Come già Guccini, come Gaber e De Gregori, Roberto si chiama fuori e nei suoi settant’anni canta che s’è stufato del mondo com’è, dei twitter e del porcellum, del vagare inconsistente delle non-idee. S’è anche stufato della stanchezza, e lo racconta in modo fulminante in «Stelle», dove un capitano di lungo corso, navigando, manda a quel paese proprio le luci del cielo che lo hanno guidato tutta la vita. La cultura gli è compagna di vita, la sua donna è «la quarta a destra del Botticelli», le sue donne sono la De Bouvoir e la Luxembourg; si ispira all’Edipo a Colono, a Borges o Montale, ma con leggerezza. Recita con trasporto consumato la stupenda «Ho conosciuto il dolore», parlando dei suoi tumori battuti, della malattia del figlio, e per la dolcissima «Due madri», spiega, si è ispirato a sua figlia e alla di lei compagna: «Hanno provato in tutti i modi ad avere bambini, sono andato anch’io con loro in Olanda, e ora ci sono queste due bimbe bellissime. Ho pensato a tutte le anomalie critiche, ma poi sono convinto che la famiglia sia fondata sull’amore, e all’uguaglianza dei diritti quando arriverà».

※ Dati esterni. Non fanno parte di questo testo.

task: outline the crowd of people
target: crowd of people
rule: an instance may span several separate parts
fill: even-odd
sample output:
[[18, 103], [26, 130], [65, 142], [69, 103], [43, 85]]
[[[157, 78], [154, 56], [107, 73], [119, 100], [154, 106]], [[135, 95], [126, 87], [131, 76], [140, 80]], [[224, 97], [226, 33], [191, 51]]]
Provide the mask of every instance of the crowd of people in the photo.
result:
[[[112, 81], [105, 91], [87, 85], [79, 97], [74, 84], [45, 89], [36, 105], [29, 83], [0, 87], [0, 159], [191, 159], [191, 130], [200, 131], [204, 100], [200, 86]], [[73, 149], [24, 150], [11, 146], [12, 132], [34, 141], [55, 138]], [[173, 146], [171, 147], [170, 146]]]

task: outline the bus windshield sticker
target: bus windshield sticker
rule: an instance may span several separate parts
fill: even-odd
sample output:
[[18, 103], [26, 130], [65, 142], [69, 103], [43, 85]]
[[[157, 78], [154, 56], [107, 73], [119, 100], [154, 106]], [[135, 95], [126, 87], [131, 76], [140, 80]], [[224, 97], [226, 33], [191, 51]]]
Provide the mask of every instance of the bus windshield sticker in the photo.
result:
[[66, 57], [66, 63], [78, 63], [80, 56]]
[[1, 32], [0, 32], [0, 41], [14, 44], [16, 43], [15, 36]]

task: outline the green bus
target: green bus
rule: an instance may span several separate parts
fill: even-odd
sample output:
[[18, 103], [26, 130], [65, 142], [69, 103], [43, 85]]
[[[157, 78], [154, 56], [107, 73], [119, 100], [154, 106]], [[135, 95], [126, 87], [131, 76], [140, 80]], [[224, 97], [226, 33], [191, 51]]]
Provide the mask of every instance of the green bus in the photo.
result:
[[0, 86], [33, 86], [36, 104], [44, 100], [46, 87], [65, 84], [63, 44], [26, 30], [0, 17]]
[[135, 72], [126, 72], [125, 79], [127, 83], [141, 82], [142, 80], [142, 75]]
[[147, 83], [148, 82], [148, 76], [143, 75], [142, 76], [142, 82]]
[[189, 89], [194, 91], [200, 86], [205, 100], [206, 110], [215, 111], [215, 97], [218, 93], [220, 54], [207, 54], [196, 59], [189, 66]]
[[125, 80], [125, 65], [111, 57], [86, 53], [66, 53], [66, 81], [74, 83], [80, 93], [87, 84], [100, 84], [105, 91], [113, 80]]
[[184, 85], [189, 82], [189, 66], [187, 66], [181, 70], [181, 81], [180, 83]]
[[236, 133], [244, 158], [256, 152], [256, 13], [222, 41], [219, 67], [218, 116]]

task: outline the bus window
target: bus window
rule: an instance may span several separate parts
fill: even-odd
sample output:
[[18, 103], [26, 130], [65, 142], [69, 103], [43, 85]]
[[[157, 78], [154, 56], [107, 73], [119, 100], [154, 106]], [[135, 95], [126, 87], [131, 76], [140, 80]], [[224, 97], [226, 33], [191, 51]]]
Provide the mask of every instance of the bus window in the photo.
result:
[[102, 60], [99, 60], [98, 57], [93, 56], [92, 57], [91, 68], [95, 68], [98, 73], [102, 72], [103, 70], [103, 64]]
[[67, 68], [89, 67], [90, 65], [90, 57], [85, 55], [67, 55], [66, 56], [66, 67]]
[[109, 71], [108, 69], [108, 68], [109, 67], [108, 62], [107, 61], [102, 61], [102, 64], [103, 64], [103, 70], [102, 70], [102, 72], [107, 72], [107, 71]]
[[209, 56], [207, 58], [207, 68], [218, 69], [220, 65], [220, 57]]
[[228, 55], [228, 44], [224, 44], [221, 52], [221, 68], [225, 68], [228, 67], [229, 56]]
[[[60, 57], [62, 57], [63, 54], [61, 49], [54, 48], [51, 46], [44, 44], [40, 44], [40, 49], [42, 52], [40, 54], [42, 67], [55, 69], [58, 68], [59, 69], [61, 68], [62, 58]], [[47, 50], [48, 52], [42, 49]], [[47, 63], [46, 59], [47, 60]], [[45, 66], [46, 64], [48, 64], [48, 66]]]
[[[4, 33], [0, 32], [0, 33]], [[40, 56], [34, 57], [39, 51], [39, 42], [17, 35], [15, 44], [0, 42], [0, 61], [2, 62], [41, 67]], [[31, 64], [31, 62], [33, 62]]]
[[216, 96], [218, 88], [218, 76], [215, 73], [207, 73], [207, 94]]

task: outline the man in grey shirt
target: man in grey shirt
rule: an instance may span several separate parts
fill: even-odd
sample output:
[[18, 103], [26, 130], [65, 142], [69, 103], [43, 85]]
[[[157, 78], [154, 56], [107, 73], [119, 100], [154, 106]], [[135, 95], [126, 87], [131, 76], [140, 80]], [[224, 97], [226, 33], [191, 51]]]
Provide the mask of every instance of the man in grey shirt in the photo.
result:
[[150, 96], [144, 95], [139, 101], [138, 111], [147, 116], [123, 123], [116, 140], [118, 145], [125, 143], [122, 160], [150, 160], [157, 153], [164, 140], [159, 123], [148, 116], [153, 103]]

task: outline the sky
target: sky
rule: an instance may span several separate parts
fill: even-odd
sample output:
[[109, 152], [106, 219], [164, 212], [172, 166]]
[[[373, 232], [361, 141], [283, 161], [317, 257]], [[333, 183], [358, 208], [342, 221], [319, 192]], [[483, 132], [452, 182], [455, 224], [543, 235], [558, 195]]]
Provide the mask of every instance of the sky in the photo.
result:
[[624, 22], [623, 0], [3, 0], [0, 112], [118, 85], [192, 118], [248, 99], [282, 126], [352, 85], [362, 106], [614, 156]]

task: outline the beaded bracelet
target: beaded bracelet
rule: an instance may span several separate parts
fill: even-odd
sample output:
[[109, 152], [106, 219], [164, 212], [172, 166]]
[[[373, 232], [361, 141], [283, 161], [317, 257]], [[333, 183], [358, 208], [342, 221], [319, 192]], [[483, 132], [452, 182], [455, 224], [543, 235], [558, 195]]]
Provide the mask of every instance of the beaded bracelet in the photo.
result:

Evocando la copertina del disco, l’artista si racconta in una palestra milanese, seduto al bordo di un ring dove la lotta è solo con le idee. Capelli corti, ringalluzzito, seduto con le gambe penzoloni sembra per un’ora il professore che è sempre stato. Difficile infilarsi nel flusso fascinoso del suo racconto, con lui è sempre così: preferisce parlare, è la sua materia. «Ho scelto il ring come simbolo, ma non ci sono pugilatori qui, ci sono libri quadri oggetti di valore eterno per un momento di grande riflessione». Dice di non appartenere, per esempio, al delirio digitale: «Nel mondo moderno sono un Chaplin marcito che ha come riparo l’umanesimo, non riesco a capire come termini come onestà o giustizia riescano a mostrarsi». I twittaroli, spiega, lo hanno massacrato quando è uscita la notizia della nomination al Nobel: «Non vincerò, ma per me il premio è già la segnalazione. Un Paese dovrebbe essere contento, fossi stato io o Guccini o De Gregori. In Francia sarebbe stata gloria, qui solo improperi che mi hanno anche fatto male».